L’étude portera sur les dynamiques de reconnaissance et d’inclusivité institutionnelle, notamment les initiatives d’autoreprésentation. Le projet interroge la manière dont les musées marocains abordent les différentes composantes de l’identité amazighe et explore les stratégies qui cherchent à concilier diversité identitaire et vivre-ensemble. Notamment par l’analyse d’expositions, il s’intéresse à la construction et la diffusion des discours sur l’amazighité, à travers une analyse critique des approches muséographiques, des choix curatoriaux et des pratiques institutionnelles. « L’objectif est d’évaluer si ces pratiques contribuent à déconstruire les récits coloniaux français et nationalistes arabo-musulmans, ou si elles perpétuent certains schémas hiérarchiques », souligne le doctorant.
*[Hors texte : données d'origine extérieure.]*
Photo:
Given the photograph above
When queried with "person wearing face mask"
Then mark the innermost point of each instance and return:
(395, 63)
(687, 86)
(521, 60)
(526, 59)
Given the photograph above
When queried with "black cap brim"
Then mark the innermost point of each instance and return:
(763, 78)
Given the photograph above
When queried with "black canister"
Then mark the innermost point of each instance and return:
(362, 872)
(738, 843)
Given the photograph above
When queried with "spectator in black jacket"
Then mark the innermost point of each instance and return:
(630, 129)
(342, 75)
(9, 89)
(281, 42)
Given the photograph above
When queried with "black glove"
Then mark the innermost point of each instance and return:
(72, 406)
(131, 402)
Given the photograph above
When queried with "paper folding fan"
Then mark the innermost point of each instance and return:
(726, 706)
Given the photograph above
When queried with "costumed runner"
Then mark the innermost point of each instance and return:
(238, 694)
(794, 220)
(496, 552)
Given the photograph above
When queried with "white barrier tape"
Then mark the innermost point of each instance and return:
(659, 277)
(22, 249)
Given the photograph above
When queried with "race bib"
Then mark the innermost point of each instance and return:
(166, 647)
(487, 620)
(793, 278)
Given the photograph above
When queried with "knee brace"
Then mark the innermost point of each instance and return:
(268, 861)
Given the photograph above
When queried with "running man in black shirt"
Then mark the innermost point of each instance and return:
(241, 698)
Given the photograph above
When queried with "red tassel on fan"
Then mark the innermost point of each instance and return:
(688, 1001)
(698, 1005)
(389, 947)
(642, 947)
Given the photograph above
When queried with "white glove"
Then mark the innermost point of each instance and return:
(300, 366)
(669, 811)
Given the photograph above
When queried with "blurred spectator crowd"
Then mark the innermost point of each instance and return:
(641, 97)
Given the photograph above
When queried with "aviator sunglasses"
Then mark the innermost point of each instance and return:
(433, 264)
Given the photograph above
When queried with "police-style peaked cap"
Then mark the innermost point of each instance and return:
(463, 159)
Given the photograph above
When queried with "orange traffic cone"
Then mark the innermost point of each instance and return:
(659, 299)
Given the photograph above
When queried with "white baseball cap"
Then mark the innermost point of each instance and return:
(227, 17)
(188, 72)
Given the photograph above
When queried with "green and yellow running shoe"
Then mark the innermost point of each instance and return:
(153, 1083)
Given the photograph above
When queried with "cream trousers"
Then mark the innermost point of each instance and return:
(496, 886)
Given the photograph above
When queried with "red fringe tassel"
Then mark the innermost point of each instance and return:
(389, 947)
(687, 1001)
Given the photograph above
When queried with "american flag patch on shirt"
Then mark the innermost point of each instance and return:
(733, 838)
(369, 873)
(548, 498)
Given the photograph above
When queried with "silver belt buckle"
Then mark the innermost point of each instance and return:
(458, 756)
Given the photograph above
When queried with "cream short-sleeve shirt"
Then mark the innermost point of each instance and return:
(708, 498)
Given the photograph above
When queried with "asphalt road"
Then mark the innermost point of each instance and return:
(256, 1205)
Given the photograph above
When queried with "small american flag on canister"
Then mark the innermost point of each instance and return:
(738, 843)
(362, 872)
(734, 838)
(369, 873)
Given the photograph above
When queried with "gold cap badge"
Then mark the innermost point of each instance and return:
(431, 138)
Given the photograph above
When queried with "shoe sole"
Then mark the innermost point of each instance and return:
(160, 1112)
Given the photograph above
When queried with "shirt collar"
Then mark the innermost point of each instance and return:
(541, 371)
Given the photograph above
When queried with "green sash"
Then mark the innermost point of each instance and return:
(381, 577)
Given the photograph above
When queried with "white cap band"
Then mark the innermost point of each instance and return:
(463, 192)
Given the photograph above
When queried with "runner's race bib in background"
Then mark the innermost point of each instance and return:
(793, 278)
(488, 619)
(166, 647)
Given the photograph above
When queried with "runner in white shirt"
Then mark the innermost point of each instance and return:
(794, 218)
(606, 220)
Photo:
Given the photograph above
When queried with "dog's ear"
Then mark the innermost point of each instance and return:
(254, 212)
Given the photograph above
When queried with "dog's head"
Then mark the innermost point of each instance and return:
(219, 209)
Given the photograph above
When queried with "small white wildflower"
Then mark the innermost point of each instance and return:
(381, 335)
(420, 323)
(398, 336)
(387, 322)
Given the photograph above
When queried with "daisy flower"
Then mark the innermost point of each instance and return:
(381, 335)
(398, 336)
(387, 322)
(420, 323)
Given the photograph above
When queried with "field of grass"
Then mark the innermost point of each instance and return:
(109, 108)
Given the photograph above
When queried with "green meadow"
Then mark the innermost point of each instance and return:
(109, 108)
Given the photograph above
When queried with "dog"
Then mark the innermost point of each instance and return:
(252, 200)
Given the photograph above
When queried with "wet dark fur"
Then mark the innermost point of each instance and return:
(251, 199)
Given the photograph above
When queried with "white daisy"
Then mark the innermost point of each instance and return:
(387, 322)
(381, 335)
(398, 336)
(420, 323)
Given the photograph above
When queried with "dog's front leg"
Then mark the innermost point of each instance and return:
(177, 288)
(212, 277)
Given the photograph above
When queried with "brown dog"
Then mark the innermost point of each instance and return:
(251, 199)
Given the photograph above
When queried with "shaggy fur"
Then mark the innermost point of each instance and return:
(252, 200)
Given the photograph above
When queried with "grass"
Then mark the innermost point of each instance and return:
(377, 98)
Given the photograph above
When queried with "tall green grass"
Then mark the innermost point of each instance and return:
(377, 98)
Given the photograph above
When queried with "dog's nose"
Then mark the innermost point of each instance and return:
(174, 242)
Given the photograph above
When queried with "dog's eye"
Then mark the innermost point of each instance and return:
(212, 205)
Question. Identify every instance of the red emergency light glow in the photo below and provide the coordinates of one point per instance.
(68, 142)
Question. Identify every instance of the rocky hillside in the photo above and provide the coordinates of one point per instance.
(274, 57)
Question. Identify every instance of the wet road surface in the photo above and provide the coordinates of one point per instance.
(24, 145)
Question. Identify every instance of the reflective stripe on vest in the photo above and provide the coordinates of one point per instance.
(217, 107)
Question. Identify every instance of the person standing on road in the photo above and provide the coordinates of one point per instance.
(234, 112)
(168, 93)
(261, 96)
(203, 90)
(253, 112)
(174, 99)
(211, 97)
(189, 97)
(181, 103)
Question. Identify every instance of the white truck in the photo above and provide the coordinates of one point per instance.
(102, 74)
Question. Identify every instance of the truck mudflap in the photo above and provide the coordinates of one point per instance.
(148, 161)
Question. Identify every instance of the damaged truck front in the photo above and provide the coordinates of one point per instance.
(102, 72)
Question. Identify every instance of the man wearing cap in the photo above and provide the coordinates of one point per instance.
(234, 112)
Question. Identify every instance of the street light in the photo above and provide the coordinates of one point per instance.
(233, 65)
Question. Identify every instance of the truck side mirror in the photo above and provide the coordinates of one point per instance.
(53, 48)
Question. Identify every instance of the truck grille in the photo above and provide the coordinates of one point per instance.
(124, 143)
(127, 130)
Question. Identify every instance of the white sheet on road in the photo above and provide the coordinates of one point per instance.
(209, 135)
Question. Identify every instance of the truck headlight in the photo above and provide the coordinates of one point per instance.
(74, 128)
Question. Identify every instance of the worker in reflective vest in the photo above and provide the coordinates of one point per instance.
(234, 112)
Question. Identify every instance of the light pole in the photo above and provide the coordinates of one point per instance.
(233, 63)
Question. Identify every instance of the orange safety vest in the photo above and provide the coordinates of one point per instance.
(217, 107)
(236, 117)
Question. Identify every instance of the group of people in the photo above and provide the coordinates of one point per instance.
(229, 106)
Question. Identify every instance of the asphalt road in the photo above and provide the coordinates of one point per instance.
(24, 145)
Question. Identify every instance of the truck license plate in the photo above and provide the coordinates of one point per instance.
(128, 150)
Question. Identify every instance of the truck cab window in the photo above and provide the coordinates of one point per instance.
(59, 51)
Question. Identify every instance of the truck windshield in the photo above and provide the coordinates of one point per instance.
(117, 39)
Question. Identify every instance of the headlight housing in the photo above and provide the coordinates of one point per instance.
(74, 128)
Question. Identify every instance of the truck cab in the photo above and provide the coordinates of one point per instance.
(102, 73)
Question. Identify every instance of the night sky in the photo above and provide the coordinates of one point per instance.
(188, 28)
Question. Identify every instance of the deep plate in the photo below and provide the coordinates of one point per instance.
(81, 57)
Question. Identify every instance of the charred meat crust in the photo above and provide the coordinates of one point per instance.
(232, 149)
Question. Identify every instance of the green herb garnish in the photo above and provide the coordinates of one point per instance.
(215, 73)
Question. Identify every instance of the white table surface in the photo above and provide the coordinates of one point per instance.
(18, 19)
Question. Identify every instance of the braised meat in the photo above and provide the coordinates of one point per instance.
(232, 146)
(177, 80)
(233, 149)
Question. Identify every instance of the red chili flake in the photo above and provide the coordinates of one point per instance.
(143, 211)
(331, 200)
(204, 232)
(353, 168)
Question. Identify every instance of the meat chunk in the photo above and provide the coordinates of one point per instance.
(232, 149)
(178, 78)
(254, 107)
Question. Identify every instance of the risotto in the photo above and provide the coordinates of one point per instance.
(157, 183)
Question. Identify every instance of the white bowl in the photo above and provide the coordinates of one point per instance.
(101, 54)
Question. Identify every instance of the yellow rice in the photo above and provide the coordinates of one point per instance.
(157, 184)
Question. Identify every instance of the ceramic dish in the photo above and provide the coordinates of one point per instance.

Jonathan Tourangeau adopte une approche méthodologique pluridisciplinaire – historique, sociologique, anthropologique et muséologique – en s’appuyant sur des enquêtes de terrain, des entretiens et une analyse des pratiques muséales. Son projet adopte une posture décoloniale visant à reconsidérer les catégories identitaires binaires et polarisées comme «arabe» et «berbère», ainsi qu’à interroger les récits institutionnels façonnés par le colonialisme et le nationalisme. «En adoptant une posture (dé)constructiviste, ce travail reconnaît que les identités régionales et nationales sont des constructions sociales et politiques», précise Jonathan Tourangeau.
Cotutelle à Agadir
La bourse Luc-d’Iberville-Moreau permettra à Jonathan Tourangeau de réaliser sa thèse en cotutelle au Maroc, ce qui permettra de croiser les perspectives locales et internationales sur la reconnaissance culturelle et les enjeux patrimoniaux. Le chercheur a déjà contacté le professeur Mohamed Lahzar, spécialiste en archéologie et patrimoine à l’Université́ Ibn Zohr d’Agadir. « En suivant des cours sur le patrimoine et l’identité dans le contexte de mon sujet, je pourrai aiguiser ma compréhension du terrain tout en établissant des relations durables avec les acteurs locaux, renforçant ainsi la pertinence de mes études de terrain et entretiens. La cotutelle m’offrira l’occasion de poursuivre l’apprentissage et la pratique du tamazight, notamment du tachelhit, le dialecte chleuh parlé dans la région d’Agadir », conclut Jonathan Tourangeau.